Azure / batch-shipyard

Simplify HPC and Batch workloads on Azure
MIT License
277 stars 121 forks source link

pool add command never completes if corrresponding job alredy exists with tasks ready to run #344

Closed ghost closed 3 years ago

ghost commented 4 years ago

There are some scenarios where we need to delete and re-create a pool in the middle of job run. Ideally, we would like to do this without touching (issuing manual or API commands against) the job and its tasks. So we just delete a pool and add it again. This scenario works ok if we do it manually. However, the pool add command waits for all nodes to be in one of the following states: {idle, preempted, start_task_failed, unusable}. Since the job already exists and its tasks are ready to run, all nodes quickly transition into running state. This means that pool add command will wait for ever.

alfpark commented 4 years ago

Can you please explain your scenario of needing to delete and re-create the pool in the middle of a job run?

ghost commented 4 years ago

We have long running jobs with thousands of tasks. Sometimes in the middle of job run, we get automated security/compliance related emails that OS/software on nodes need to be updated with latest security fixes. We want to preserve job progress, so it is the easiest to just delete pool and re-create it.

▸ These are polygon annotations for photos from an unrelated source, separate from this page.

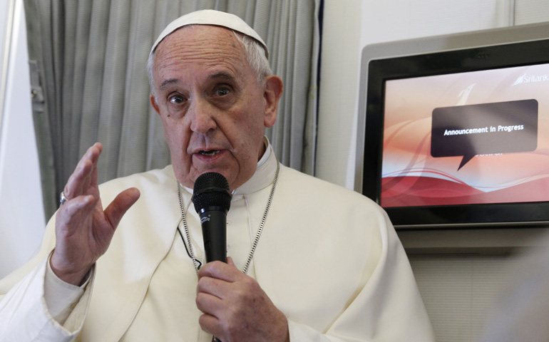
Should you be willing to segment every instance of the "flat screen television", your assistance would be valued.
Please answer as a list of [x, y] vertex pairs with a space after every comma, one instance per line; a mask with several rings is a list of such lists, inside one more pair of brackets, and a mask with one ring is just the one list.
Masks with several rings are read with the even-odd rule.
[[397, 229], [549, 222], [546, 24], [366, 46], [361, 72], [356, 190]]

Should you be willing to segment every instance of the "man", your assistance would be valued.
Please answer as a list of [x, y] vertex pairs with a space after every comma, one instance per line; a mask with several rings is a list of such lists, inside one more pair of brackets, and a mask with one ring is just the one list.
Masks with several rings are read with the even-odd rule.
[[[0, 340], [433, 341], [386, 215], [277, 160], [264, 130], [282, 84], [267, 56], [230, 14], [168, 26], [149, 74], [173, 165], [98, 187], [90, 147], [41, 252], [0, 282]], [[190, 208], [207, 172], [232, 192], [227, 264], [206, 264]]]

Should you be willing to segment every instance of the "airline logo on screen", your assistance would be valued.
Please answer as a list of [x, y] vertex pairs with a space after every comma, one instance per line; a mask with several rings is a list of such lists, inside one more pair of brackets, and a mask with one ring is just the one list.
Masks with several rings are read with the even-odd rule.
[[536, 100], [433, 110], [431, 155], [463, 156], [458, 170], [478, 155], [530, 152], [537, 147]]
[[540, 76], [536, 76], [533, 75], [531, 76], [528, 76], [525, 73], [520, 76], [519, 76], [518, 78], [517, 78], [517, 81], [515, 81], [515, 83], [513, 83], [511, 86], [516, 86], [518, 84], [523, 84], [523, 83], [535, 83], [537, 82], [545, 82], [548, 81], [549, 81], [549, 75], [545, 74]]

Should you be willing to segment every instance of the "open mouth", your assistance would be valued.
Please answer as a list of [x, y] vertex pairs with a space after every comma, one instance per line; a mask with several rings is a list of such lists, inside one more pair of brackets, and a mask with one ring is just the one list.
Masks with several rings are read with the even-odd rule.
[[219, 153], [220, 152], [221, 152], [221, 151], [219, 151], [219, 150], [211, 150], [211, 151], [200, 151], [198, 153], [200, 154], [201, 155], [205, 155], [207, 157], [212, 157], [212, 156], [217, 155], [217, 153]]

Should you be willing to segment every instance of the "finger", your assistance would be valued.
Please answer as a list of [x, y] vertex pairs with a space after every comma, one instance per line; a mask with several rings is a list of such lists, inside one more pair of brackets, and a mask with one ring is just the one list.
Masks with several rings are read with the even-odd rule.
[[93, 209], [98, 199], [93, 196], [78, 196], [61, 206], [56, 221], [65, 229], [76, 227], [78, 221]]
[[113, 228], [116, 228], [122, 217], [130, 207], [139, 199], [140, 193], [135, 187], [130, 187], [123, 191], [108, 204], [105, 209], [105, 217]]
[[71, 200], [80, 196], [88, 189], [91, 182], [92, 174], [94, 171], [97, 172], [97, 161], [102, 148], [101, 144], [96, 142], [82, 156], [63, 189], [63, 193], [67, 199]]
[[234, 282], [240, 279], [242, 275], [243, 274], [236, 268], [234, 262], [232, 264], [225, 264], [222, 261], [208, 262], [198, 270], [199, 279], [202, 276], [208, 276]]
[[198, 310], [216, 317], [221, 310], [225, 309], [222, 299], [206, 292], [198, 292], [195, 301]]
[[230, 266], [234, 266], [235, 267], [237, 266], [235, 264], [235, 261], [232, 260], [232, 256], [227, 256], [227, 264], [230, 265]]

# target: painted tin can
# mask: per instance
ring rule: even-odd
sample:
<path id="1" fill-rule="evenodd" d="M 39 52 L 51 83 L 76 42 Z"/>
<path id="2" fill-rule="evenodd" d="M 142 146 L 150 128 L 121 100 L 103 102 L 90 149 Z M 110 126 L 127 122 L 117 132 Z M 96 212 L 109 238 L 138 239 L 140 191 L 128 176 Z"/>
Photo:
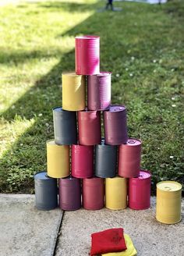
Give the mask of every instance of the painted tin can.
<path id="1" fill-rule="evenodd" d="M 141 141 L 129 138 L 119 148 L 119 175 L 126 178 L 137 177 L 141 160 Z"/>
<path id="2" fill-rule="evenodd" d="M 65 211 L 81 208 L 80 180 L 72 176 L 59 179 L 59 207 Z"/>
<path id="3" fill-rule="evenodd" d="M 105 207 L 122 210 L 127 207 L 127 180 L 122 177 L 105 179 Z"/>
<path id="4" fill-rule="evenodd" d="M 34 175 L 36 207 L 49 211 L 58 206 L 57 180 L 48 177 L 46 172 Z"/>
<path id="5" fill-rule="evenodd" d="M 75 73 L 62 73 L 62 108 L 83 110 L 86 105 L 85 76 Z"/>
<path id="6" fill-rule="evenodd" d="M 83 206 L 87 210 L 100 210 L 104 204 L 104 180 L 93 177 L 83 180 Z"/>
<path id="7" fill-rule="evenodd" d="M 115 176 L 117 146 L 107 145 L 104 140 L 95 146 L 95 176 L 101 178 Z"/>
<path id="8" fill-rule="evenodd" d="M 111 105 L 104 112 L 104 140 L 110 145 L 120 145 L 128 140 L 126 126 L 126 108 L 123 105 Z"/>
<path id="9" fill-rule="evenodd" d="M 57 145 L 55 140 L 47 141 L 48 175 L 64 178 L 69 175 L 69 146 Z"/>
<path id="10" fill-rule="evenodd" d="M 156 219 L 165 224 L 181 220 L 182 185 L 175 181 L 161 181 L 157 184 Z"/>
<path id="11" fill-rule="evenodd" d="M 76 73 L 95 75 L 100 73 L 100 37 L 76 37 Z"/>
<path id="12" fill-rule="evenodd" d="M 111 73 L 101 72 L 87 76 L 87 108 L 90 110 L 105 110 L 111 105 Z"/>
<path id="13" fill-rule="evenodd" d="M 134 210 L 150 206 L 150 173 L 141 170 L 138 177 L 129 180 L 129 207 Z"/>
<path id="14" fill-rule="evenodd" d="M 101 112 L 97 111 L 78 112 L 79 142 L 81 145 L 95 145 L 101 143 Z"/>
<path id="15" fill-rule="evenodd" d="M 72 145 L 72 176 L 90 178 L 94 176 L 94 146 Z"/>
<path id="16" fill-rule="evenodd" d="M 53 108 L 55 142 L 60 145 L 71 145 L 77 142 L 76 114 L 63 110 L 61 107 Z"/>

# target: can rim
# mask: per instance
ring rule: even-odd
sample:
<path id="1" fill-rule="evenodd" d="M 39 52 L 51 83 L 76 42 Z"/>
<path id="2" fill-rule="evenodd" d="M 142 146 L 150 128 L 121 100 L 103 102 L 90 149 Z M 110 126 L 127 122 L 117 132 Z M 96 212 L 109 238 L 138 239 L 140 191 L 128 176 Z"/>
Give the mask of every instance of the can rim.
<path id="1" fill-rule="evenodd" d="M 120 110 L 117 110 L 117 111 L 111 111 L 111 107 L 121 107 L 121 108 L 123 108 L 123 109 L 120 109 Z M 109 112 L 111 113 L 116 113 L 116 112 L 122 112 L 122 111 L 125 111 L 126 110 L 126 105 L 111 105 L 109 106 L 109 109 L 105 109 L 104 112 Z"/>
<path id="2" fill-rule="evenodd" d="M 50 177 L 50 176 L 48 175 L 48 172 L 47 172 L 46 170 L 45 170 L 45 171 L 41 171 L 41 172 L 36 172 L 36 173 L 34 175 L 34 178 L 35 179 L 35 176 L 36 176 L 37 174 L 44 173 L 44 172 L 45 172 L 44 176 L 45 176 L 46 178 L 48 178 L 47 180 L 53 179 L 53 178 Z M 37 179 L 36 179 L 36 180 L 37 180 Z"/>
<path id="3" fill-rule="evenodd" d="M 101 177 L 97 177 L 97 176 L 93 176 L 90 178 L 84 178 L 83 180 L 104 180 L 104 178 L 101 178 Z"/>
<path id="4" fill-rule="evenodd" d="M 96 36 L 96 35 L 83 35 L 83 36 L 77 36 L 75 37 L 75 39 L 100 39 L 99 36 Z"/>
<path id="5" fill-rule="evenodd" d="M 122 176 L 120 176 L 119 175 L 116 175 L 115 176 L 114 176 L 114 177 L 108 177 L 108 178 L 105 178 L 105 180 L 107 180 L 107 179 L 114 179 L 114 180 L 117 180 L 117 179 L 119 179 L 119 180 L 128 180 L 127 178 L 126 178 L 126 177 L 122 177 Z"/>
<path id="6" fill-rule="evenodd" d="M 159 184 L 161 183 L 175 183 L 175 184 L 177 184 L 179 187 L 177 189 L 177 190 L 164 190 L 163 189 L 160 188 L 158 186 Z M 157 183 L 157 188 L 163 192 L 178 192 L 178 191 L 180 191 L 182 188 L 182 186 L 181 183 L 179 183 L 179 182 L 177 181 L 175 181 L 175 180 L 163 180 L 163 181 L 160 181 L 159 183 Z"/>
<path id="7" fill-rule="evenodd" d="M 129 140 L 131 140 L 139 141 L 139 142 L 140 142 L 140 144 L 138 144 L 138 145 L 137 144 L 134 144 L 134 143 L 129 143 L 128 144 Z M 127 142 L 126 144 L 123 144 L 122 145 L 132 147 L 132 146 L 140 146 L 141 144 L 142 144 L 142 140 L 141 140 L 130 137 L 130 138 L 128 138 Z"/>
<path id="8" fill-rule="evenodd" d="M 140 181 L 140 180 L 147 180 L 147 179 L 150 179 L 150 178 L 151 178 L 151 173 L 150 173 L 150 170 L 143 170 L 143 169 L 140 169 L 140 172 L 144 172 L 149 173 L 150 176 L 149 176 L 148 177 L 145 177 L 145 178 L 143 178 L 143 179 L 139 179 L 139 176 L 140 176 L 140 174 L 139 174 L 138 176 L 136 176 L 136 177 L 133 177 L 133 178 L 129 178 L 129 180 L 137 180 L 137 179 L 139 179 L 139 180 Z"/>
<path id="9" fill-rule="evenodd" d="M 104 76 L 108 76 L 108 75 L 111 75 L 111 72 L 109 72 L 109 71 L 100 71 L 100 73 L 99 74 L 97 74 L 96 76 L 101 76 L 101 75 Z"/>
<path id="10" fill-rule="evenodd" d="M 46 140 L 46 144 L 49 144 L 49 142 L 54 141 L 53 145 L 58 145 L 55 142 L 55 139 L 49 139 Z"/>
<path id="11" fill-rule="evenodd" d="M 62 111 L 67 111 L 67 110 L 62 109 L 62 107 L 61 107 L 61 106 L 54 107 L 54 108 L 52 108 L 52 110 L 54 111 L 54 110 L 55 110 L 57 108 L 61 108 Z"/>

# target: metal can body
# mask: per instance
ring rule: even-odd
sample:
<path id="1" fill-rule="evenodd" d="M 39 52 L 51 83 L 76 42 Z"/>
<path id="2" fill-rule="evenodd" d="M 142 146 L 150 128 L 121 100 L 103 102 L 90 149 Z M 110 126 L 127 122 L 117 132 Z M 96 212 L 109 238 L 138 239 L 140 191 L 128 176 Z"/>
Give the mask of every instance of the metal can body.
<path id="1" fill-rule="evenodd" d="M 101 178 L 83 180 L 83 205 L 87 210 L 100 210 L 104 207 L 104 180 Z"/>
<path id="2" fill-rule="evenodd" d="M 47 141 L 48 175 L 52 178 L 64 178 L 69 175 L 69 147 Z"/>
<path id="3" fill-rule="evenodd" d="M 127 207 L 127 180 L 122 177 L 105 179 L 105 207 L 122 210 Z"/>
<path id="4" fill-rule="evenodd" d="M 141 141 L 129 138 L 119 148 L 119 175 L 126 178 L 137 177 L 141 160 Z"/>
<path id="5" fill-rule="evenodd" d="M 59 179 L 59 207 L 65 211 L 81 208 L 80 180 L 73 177 Z"/>
<path id="6" fill-rule="evenodd" d="M 108 109 L 111 105 L 111 73 L 101 72 L 87 76 L 87 108 L 90 110 Z"/>
<path id="7" fill-rule="evenodd" d="M 111 105 L 104 112 L 104 140 L 110 145 L 120 145 L 128 140 L 126 126 L 126 108 Z"/>
<path id="8" fill-rule="evenodd" d="M 95 176 L 101 178 L 115 176 L 117 146 L 107 145 L 104 140 L 95 146 Z"/>
<path id="9" fill-rule="evenodd" d="M 86 105 L 85 76 L 75 73 L 62 73 L 62 108 L 69 111 L 83 110 Z"/>
<path id="10" fill-rule="evenodd" d="M 157 184 L 156 219 L 165 224 L 181 220 L 182 185 L 175 181 L 161 181 Z"/>
<path id="11" fill-rule="evenodd" d="M 63 110 L 61 107 L 53 108 L 55 142 L 60 145 L 71 145 L 77 142 L 76 114 Z"/>
<path id="12" fill-rule="evenodd" d="M 150 206 L 150 173 L 141 170 L 139 176 L 129 180 L 129 207 L 134 210 Z"/>
<path id="13" fill-rule="evenodd" d="M 101 143 L 101 112 L 79 111 L 79 141 L 81 145 L 95 145 Z"/>
<path id="14" fill-rule="evenodd" d="M 98 74 L 100 73 L 100 37 L 76 37 L 75 55 L 76 74 Z"/>
<path id="15" fill-rule="evenodd" d="M 39 210 L 51 210 L 58 206 L 57 180 L 48 177 L 46 172 L 34 175 L 36 207 Z"/>
<path id="16" fill-rule="evenodd" d="M 72 145 L 72 176 L 90 178 L 94 176 L 94 146 Z"/>

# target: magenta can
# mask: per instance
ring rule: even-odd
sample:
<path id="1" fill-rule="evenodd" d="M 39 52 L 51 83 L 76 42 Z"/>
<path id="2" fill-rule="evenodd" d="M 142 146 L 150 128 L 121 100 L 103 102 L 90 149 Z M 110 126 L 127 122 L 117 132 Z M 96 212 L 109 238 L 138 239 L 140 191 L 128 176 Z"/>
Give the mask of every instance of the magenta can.
<path id="1" fill-rule="evenodd" d="M 59 179 L 59 207 L 65 211 L 75 211 L 81 208 L 80 180 L 72 176 Z"/>
<path id="2" fill-rule="evenodd" d="M 111 73 L 101 72 L 87 76 L 87 108 L 90 110 L 108 109 L 111 105 Z"/>
<path id="3" fill-rule="evenodd" d="M 129 138 L 119 148 L 119 175 L 125 178 L 137 177 L 140 174 L 141 140 Z"/>
<path id="4" fill-rule="evenodd" d="M 141 170 L 138 177 L 129 180 L 129 207 L 134 210 L 143 210 L 150 206 L 150 172 Z"/>
<path id="5" fill-rule="evenodd" d="M 72 176 L 90 178 L 94 176 L 94 146 L 72 145 Z"/>
<path id="6" fill-rule="evenodd" d="M 128 140 L 126 108 L 111 105 L 104 112 L 104 141 L 109 145 L 120 145 Z"/>
<path id="7" fill-rule="evenodd" d="M 95 145 L 101 143 L 101 112 L 97 111 L 78 112 L 79 142 L 81 145 Z"/>
<path id="8" fill-rule="evenodd" d="M 87 210 L 100 210 L 104 204 L 104 179 L 83 180 L 83 206 Z"/>
<path id="9" fill-rule="evenodd" d="M 76 73 L 96 75 L 100 73 L 100 37 L 76 37 Z"/>

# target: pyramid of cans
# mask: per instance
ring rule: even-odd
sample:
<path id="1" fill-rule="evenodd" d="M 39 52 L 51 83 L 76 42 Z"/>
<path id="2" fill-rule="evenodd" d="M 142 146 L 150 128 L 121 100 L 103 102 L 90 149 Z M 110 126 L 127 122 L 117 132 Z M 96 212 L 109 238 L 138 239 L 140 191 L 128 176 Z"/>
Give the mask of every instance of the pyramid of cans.
<path id="1" fill-rule="evenodd" d="M 62 107 L 53 108 L 48 172 L 34 176 L 36 206 L 56 208 L 58 184 L 62 210 L 148 208 L 150 173 L 140 169 L 141 141 L 128 137 L 126 106 L 111 105 L 111 73 L 100 71 L 100 37 L 76 37 L 75 49 L 76 72 L 62 73 Z"/>

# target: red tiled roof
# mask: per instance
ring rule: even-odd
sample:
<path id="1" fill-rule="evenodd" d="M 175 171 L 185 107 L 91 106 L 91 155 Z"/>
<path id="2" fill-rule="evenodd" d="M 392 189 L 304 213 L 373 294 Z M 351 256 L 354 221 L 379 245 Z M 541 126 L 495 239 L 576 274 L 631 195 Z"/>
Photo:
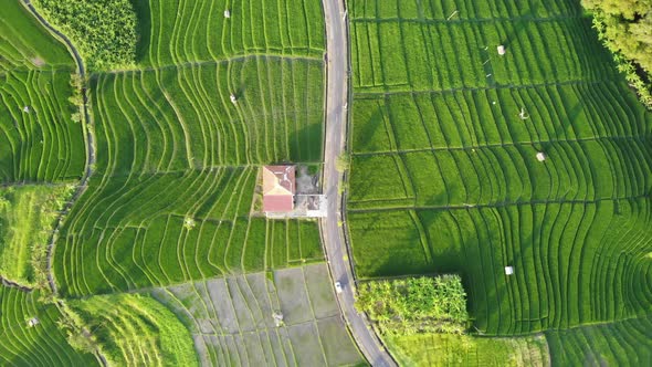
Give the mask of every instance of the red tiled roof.
<path id="1" fill-rule="evenodd" d="M 264 211 L 292 211 L 294 209 L 294 199 L 287 195 L 266 195 L 263 196 Z"/>
<path id="2" fill-rule="evenodd" d="M 292 211 L 294 209 L 295 167 L 263 167 L 263 210 Z"/>

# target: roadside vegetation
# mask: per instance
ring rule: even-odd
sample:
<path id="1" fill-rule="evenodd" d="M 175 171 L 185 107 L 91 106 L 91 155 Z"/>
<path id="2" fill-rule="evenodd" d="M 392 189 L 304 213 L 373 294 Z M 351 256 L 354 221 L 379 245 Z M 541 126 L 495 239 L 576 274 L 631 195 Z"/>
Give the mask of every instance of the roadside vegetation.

alfpark commented 4 years ago

You may want to consider a different practice instead of deleting the pool underneath a running job or set of running jobs.

Shipyard has the ability to live migrate jobs/job schedules to another pool. Suggest investigating the following workflow:

  1. Spin up new pool.
  2. Execute shipyard jobs migrate ... (see the usage docs for more info, specify either --requeue or --terminate)
  3. Delete old pool once tasks have vacated off the pool (after the job has been migrated successfully).

You can augment the flow by setting autoscaling policies on the old pool to automatically scale down to zero and query if the pool has no active nodes in it to follow with a delete. Otherwise you can use Shipyard to query the old pool for any running nodes and delete.